Bill Plaschke, LA Times: Bryant, the Finals MVP, becomes possibly the most unburdened player in NBA history as he finally wins a title without former teammate and nemesis Shaquille O’Neal, who had earlier won one without Bryant. “I just don’t have to hear that criticism, that idiotic criticism, anymore,” said Bryant, who ended a week of growling intensity by literally gnawing at his fingernails in anticipation of Sunday’s final horn. Sitting with a Moet-soaked T-shirt in the interview room underneath Amway Arena, Bryant shook his head, grinning and chuckling, the taut and tough leader finally admitting that the Shaq rap ripped him. “It was like Chinese water torture . . . it was just annoying . . . I would cringe every time,” he said. “I was just like, it’s a challenge I’m just going to have to accept because there’s no way I’m going to argue it.”

George Diaz, Orlando Sentinel: A flurry of turnovers, missteps and mistakes. The Magic bumbled their way through the evening, turning the Am into a roadhouse version of the Staples Center. It was an embarrassing way to say goodbye to the season. You lose, you lose. But you always play hard. Always. The Magic only did that in spurts Sunday. And that’s how you get blown out by a superior team. The Lakers deserved to be champions. They found ways to close out games in the clutch, unlike the Magic, who lost two of these matchups in overtime.

Michael Ventre, NBC Sports
: Next season the Lakers have a team returning that, theoretically, should be favored to repeat. The club has two major free agents in Lamar Odom and Trevor Ariza to try and lock up, but given the history of the Lakers and the fact that both players were vitally important to this championship run, it appears that will occur. It would not be a surprise if general manager Mitch Kupchak snagged another player through free agency or the draft, either. It’s almost impossible for any coach to turn his back on that. The allure of another championship? It’s one thing if a coach is foiled time after time by the agony of the pursuit, has a relationship with the Larry O’Brien Trophy similar to the one Captain Ahab had with Moby Dick, and just decides to pack it in. It’s quite another if someone says to the reigning virtuoso, “How would you like to play Carnegie Hall one more time?”

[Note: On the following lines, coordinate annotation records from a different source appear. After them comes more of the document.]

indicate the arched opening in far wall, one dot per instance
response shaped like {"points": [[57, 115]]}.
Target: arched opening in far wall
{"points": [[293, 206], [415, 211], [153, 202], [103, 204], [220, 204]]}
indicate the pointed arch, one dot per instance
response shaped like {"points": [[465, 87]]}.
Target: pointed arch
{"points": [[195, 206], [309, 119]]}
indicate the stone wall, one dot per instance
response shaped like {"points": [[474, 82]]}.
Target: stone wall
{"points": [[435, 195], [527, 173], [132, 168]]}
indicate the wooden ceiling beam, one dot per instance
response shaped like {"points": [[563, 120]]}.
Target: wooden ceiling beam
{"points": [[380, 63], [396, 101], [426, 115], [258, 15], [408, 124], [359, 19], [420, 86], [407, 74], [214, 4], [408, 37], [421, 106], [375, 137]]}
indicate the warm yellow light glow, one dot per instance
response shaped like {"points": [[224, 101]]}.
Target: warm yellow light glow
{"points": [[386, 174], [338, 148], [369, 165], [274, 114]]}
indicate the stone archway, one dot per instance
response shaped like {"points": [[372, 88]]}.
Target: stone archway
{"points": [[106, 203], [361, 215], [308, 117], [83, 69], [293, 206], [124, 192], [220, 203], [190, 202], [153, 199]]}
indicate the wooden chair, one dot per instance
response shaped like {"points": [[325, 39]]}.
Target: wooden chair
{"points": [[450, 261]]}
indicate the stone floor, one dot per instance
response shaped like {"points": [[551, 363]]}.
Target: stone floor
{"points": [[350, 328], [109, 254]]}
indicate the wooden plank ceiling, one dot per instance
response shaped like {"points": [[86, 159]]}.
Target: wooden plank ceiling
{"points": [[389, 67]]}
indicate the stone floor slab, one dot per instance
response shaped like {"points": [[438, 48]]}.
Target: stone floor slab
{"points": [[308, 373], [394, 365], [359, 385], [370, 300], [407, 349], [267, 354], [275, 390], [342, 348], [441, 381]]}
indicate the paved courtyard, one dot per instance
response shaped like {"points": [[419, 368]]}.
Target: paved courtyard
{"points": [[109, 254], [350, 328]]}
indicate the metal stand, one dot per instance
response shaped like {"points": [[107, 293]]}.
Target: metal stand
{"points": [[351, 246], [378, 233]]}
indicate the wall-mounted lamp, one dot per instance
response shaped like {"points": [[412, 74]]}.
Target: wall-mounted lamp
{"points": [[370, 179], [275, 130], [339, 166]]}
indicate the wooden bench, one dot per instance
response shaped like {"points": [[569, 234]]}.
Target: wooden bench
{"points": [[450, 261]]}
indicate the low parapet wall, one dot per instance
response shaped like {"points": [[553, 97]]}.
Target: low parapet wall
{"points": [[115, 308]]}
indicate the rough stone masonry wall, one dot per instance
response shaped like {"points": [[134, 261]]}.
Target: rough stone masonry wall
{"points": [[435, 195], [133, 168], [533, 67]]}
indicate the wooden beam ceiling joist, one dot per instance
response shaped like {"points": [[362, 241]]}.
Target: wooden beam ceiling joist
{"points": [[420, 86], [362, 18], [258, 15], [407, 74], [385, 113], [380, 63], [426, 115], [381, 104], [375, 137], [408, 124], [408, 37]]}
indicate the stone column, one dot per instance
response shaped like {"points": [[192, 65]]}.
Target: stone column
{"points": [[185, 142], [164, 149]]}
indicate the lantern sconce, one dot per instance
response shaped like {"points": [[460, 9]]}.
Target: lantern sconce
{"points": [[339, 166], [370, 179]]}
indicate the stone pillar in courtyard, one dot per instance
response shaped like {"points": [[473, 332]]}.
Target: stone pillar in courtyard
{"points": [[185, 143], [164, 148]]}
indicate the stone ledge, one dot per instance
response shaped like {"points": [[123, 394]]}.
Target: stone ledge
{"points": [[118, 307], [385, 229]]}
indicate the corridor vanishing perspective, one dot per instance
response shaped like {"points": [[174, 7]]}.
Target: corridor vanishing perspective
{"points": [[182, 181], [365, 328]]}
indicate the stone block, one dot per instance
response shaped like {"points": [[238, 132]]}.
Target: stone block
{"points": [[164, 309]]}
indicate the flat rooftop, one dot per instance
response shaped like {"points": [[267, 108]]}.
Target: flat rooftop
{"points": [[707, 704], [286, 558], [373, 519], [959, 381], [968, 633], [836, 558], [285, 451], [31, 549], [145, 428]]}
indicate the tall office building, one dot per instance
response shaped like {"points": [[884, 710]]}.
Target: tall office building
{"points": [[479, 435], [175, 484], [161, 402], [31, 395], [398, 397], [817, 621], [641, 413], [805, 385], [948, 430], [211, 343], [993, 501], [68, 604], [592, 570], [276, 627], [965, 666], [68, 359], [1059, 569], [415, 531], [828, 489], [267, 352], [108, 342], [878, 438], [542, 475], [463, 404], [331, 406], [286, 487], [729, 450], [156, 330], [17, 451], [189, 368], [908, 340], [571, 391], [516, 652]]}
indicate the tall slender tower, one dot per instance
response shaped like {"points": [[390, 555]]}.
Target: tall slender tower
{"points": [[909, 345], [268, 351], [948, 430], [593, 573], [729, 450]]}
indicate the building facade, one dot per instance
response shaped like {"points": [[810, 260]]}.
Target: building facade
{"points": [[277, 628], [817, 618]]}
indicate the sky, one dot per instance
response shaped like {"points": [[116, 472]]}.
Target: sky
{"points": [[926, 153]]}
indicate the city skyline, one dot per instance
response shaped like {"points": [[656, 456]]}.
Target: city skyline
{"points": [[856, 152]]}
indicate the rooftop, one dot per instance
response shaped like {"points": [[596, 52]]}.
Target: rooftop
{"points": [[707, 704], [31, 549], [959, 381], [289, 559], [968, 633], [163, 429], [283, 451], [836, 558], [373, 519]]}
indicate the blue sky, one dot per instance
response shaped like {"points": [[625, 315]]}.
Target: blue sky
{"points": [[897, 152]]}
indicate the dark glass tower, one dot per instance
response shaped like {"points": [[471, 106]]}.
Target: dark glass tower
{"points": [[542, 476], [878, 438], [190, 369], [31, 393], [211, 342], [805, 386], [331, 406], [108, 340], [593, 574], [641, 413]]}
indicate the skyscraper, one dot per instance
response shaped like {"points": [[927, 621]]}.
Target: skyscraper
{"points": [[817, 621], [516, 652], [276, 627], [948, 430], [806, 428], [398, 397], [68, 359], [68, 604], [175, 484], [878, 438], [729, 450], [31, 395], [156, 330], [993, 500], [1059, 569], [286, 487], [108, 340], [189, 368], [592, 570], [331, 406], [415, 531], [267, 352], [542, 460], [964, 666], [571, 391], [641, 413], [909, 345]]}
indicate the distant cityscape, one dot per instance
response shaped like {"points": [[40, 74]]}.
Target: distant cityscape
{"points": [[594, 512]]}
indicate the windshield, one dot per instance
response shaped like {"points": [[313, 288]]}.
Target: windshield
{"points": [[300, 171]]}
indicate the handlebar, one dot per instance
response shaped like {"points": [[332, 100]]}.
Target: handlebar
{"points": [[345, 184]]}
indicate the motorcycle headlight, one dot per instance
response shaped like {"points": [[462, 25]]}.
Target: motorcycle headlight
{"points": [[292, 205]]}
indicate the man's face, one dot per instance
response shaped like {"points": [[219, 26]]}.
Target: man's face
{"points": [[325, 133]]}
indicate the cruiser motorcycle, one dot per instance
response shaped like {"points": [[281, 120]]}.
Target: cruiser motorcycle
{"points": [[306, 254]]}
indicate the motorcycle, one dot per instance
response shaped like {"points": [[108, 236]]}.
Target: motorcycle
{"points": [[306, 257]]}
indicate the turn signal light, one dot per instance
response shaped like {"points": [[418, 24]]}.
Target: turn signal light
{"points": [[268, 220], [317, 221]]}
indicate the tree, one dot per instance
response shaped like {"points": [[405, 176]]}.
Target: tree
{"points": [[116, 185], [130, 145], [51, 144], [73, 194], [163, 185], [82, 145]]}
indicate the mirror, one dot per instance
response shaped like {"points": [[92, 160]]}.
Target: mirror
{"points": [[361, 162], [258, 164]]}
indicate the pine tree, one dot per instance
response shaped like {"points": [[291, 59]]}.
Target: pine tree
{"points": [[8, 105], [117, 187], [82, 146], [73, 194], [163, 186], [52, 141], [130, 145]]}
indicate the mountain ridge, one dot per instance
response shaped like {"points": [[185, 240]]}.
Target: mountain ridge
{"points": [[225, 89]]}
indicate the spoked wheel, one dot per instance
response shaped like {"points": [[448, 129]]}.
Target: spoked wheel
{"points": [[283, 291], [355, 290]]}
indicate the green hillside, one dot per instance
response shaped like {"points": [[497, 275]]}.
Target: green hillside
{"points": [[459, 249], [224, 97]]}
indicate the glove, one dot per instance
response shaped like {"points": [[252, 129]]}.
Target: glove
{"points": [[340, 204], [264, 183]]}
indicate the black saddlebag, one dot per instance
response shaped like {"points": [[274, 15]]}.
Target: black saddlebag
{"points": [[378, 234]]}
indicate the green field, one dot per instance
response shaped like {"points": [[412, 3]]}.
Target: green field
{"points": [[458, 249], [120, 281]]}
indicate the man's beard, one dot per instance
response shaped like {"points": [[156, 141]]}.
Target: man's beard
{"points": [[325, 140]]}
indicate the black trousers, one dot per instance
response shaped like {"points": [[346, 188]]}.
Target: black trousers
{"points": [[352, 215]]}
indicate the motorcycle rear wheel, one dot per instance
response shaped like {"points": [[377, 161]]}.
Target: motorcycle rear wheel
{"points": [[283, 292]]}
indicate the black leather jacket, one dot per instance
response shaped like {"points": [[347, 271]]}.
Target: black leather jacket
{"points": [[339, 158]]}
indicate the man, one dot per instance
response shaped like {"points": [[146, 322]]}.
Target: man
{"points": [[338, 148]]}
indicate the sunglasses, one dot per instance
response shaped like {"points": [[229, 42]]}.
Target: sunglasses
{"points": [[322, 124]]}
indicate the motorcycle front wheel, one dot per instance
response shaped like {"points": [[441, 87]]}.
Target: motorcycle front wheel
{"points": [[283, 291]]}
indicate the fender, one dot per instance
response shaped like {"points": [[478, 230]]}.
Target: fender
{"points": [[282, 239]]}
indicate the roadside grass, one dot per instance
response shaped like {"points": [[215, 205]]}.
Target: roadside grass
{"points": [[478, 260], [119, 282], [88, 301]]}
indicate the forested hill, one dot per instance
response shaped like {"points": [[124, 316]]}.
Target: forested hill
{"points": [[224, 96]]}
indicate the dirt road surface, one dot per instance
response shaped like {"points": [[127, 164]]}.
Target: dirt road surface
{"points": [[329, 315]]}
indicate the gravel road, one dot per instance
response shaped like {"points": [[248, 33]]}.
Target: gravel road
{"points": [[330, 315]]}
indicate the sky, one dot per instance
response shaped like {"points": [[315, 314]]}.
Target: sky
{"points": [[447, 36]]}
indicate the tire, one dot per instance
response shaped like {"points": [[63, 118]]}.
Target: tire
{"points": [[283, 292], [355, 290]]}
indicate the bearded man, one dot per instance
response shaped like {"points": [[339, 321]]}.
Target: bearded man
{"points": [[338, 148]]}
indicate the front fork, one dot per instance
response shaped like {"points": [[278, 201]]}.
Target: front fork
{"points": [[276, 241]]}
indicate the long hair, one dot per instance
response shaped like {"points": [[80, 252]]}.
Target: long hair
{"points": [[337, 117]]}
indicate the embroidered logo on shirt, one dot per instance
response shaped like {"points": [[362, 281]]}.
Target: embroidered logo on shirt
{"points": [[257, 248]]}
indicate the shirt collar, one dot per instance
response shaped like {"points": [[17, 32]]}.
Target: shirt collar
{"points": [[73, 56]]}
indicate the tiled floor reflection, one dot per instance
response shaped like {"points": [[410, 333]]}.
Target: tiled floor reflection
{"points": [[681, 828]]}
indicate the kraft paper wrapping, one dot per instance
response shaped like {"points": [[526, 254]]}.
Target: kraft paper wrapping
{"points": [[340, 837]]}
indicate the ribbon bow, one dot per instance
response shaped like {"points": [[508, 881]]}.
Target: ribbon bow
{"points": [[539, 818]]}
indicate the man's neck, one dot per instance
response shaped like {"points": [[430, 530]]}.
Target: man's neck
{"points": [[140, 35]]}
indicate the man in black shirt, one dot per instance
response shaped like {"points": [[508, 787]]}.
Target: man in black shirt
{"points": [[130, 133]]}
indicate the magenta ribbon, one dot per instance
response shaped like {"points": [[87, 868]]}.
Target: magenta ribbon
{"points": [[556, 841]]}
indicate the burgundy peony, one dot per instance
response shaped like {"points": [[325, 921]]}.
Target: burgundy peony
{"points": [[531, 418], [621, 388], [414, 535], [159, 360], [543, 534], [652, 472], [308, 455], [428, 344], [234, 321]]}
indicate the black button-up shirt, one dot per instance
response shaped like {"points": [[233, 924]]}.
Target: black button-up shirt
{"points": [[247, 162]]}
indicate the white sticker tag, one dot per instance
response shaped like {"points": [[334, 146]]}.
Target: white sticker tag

Chris Sheridan, ESPN: Want to know why Dwight Howard and Jameer Nelson sat there on the Magic bench, blank expressions adorning their faces, after that final buzzer? Why Superman and one of his All-Star sidekicks stuck around as the championship trophy podium was hastily assembled and the Lakers stood victorious atop it? Because that was what Howard wanted, and he wanted Nelson to witness, feel and share every raw, painful emotion that was tearing him apart inside. “He wanted me to sit out there and let it soak in so we could get that feeling — that bad feeling, actually, of how it feels, and not let it happen again,” Nelson said. “We don’t want it to happen again, so we stay out there to let it soak in, get upset a little bit. “A motivational thing, that’s it,” Nelson said.